Drinnen brabbelte die Frau etwas, das ich nicht verstehen konnte. Vermutlich hatte sie sich weiter von der Tür entfernt.
»… Polizei wird irgendwann hier auftauchen.« Die Worte wurden wieder verständlich. »Die erste Nummer eins ist tot, und die zweite ist nicht nur eine Bedrohung für uns, sondern auch für sie. Die ganze Sache wächst uns über den Kopf. Das einzige, was wir tun können, ist, unsere Zelte abzubrechen.«
»Wieder einmal.« Der Mann seufzte. »Wir hatten in letzter Zeit aber auch wirklich Pech mit unseren Zöglingen. Erst das Unglück mit der ersten Eins, dann die Verrückte und die Kranke … und jetzt die Turbulenzen mit der nächsten Eins …«
Etwas raschelte. Ein Gegenstand fiel zu Boden, wurde aufgehoben. Das Geräusch, das folgte, klang, als würde jemand eine Kiste über den Boden ziehen. Allmählich dämmerte mir, dass hinter dieser Türe zusammengepackt wurde.
»Hilf mir mal«, hörte ich die Frau auch schon sagen. »Das Ding ist ziemlich schwer.«
»Da geht noch was rein«, war der Mann überzeugt. »Gib die Tastatur her.
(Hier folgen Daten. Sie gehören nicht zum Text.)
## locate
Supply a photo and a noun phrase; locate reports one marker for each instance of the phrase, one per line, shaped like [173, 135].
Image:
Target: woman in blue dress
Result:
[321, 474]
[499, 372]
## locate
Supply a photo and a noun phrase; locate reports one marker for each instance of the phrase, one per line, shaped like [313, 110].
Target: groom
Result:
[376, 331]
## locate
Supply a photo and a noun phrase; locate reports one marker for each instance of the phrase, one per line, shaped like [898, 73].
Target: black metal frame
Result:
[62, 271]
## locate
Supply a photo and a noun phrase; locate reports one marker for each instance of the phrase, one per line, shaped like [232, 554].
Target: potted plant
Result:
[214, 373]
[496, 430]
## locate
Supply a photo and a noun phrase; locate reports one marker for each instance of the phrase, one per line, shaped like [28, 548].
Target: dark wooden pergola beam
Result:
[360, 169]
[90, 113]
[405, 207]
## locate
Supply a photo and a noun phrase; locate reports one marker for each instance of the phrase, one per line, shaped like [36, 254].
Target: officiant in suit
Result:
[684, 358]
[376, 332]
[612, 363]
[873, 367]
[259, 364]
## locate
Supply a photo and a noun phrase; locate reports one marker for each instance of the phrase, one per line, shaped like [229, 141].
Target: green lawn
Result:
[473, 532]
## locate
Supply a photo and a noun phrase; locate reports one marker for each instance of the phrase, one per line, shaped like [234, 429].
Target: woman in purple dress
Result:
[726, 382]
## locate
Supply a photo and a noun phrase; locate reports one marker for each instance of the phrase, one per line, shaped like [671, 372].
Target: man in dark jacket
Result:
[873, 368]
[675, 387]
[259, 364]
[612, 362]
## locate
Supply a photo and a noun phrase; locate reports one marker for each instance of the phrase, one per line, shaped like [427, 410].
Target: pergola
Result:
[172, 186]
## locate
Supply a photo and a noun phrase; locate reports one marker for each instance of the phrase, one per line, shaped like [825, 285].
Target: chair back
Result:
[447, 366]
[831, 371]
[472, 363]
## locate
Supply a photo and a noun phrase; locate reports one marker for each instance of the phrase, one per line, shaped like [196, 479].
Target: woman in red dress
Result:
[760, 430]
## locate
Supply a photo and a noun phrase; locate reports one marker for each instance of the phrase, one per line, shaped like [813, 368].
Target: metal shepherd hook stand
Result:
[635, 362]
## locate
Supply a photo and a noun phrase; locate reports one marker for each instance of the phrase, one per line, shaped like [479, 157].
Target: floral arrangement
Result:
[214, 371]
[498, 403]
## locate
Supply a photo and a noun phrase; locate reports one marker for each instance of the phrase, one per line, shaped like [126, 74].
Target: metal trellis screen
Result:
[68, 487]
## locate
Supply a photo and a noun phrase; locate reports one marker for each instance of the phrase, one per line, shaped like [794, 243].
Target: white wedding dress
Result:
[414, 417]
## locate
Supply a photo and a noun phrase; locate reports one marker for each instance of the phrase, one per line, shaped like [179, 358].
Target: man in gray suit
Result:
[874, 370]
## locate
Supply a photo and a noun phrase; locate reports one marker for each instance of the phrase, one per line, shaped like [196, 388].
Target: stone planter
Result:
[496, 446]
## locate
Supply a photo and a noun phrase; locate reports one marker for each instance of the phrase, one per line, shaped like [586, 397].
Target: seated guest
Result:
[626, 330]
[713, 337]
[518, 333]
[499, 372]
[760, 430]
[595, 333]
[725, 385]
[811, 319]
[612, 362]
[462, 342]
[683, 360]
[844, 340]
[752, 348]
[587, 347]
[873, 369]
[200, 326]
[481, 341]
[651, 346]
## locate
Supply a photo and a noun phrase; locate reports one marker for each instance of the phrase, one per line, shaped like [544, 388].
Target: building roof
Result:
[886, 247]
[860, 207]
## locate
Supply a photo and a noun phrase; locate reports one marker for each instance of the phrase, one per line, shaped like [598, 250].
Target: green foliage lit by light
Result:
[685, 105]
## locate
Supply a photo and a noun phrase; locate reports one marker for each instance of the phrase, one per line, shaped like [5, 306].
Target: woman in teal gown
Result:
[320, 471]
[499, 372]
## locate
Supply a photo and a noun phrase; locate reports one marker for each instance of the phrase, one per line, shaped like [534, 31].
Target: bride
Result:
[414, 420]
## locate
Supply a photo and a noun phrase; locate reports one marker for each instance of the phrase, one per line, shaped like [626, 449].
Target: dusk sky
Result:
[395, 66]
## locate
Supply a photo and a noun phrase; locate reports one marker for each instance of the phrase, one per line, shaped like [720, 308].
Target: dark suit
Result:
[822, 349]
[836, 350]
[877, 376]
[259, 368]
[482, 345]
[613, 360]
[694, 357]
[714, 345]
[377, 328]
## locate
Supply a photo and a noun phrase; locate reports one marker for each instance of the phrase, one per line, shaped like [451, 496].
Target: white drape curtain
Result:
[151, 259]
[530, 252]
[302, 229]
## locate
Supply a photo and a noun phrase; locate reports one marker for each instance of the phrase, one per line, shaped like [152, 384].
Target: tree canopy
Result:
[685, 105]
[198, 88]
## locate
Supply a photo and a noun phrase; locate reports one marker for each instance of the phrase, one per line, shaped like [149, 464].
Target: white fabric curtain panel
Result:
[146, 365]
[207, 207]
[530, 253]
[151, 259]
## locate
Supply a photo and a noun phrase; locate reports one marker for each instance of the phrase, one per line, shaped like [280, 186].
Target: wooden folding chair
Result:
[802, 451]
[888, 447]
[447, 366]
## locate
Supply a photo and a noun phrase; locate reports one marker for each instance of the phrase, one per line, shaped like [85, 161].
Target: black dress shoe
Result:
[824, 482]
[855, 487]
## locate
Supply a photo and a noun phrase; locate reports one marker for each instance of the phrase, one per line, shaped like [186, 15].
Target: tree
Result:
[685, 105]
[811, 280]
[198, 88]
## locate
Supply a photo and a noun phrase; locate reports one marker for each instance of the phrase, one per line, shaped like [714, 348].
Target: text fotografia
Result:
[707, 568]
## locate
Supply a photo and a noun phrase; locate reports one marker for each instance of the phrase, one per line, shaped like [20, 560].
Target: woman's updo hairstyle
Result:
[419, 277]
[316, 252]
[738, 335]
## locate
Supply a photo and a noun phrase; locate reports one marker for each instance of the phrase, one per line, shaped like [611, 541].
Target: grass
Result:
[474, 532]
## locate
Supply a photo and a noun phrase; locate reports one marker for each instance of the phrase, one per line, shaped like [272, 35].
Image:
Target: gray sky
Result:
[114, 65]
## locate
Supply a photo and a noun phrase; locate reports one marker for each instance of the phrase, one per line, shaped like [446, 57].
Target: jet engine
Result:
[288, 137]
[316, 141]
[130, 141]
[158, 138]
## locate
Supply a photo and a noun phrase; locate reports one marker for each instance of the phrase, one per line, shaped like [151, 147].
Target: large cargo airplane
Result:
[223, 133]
Den Monitor nehmen wir extra.«
Neuerliches Rutschen, begleitet von einem Ächzen.
»Er wird nicht begeistert sein«, nahm der Mann den Gesprächsfaden dann wieder auf. »Ausgerechnet jetzt, wo alles so vielversprechend aussah … Irgendwie bleiben durch diese ständigen Unterbrechungen und Umzüge ja die Ergebnisse auf der Strecke, und Geld kostet es ihn auch.«
»Geld! Davon hat der doch genug!« Die Frau begann sich wieder zu echauffieren. »Eine neue Bleibe will er für uns finden. Ha! Da bin ich mal gespannt. Von heute auf morgen wird das nicht gehen. Vermutlich werden wir erst einmal mit einer Übergangslösung vorlieb nehmen müssen.«
»Und die anderen Frauen?«
»Wir machen es wie damals in Wasenberg, was sonst?«
»Was, wenn eine redet?«
»Was sollen sie reden? – Die dummen Hühner wissen von nichts. Die kriegen die Klamotten, mit denen sie gekommen sind, und ein Zugticket nach Hause. So, wie wir sie die letzten Tage gequält haben, dürften die froh sein, alles hinter sich zu lassen. Und dann hoffen wir mal das Beste. Wenn alles so läuft wie in Wasenberg, kann keine mehr irgendetwas vernünftig bezeugen. – Los, heb mit an …«
Mir stockte das Herz, als mir auch schon die Türe schwungvoll gegen den Kopf gedonnert wurde. Einen Moment lang sah ich nur Sternchen. Dann taumelte ich zurück, wollte mich an der Mauer abstützen – trat aber ins Leere. Noch während ich fiel, sah ich zwei Frauen, die mit einem Karton in den Händen am Treppenabsatz standen und meinen Sturz über die Stiege verfolgten.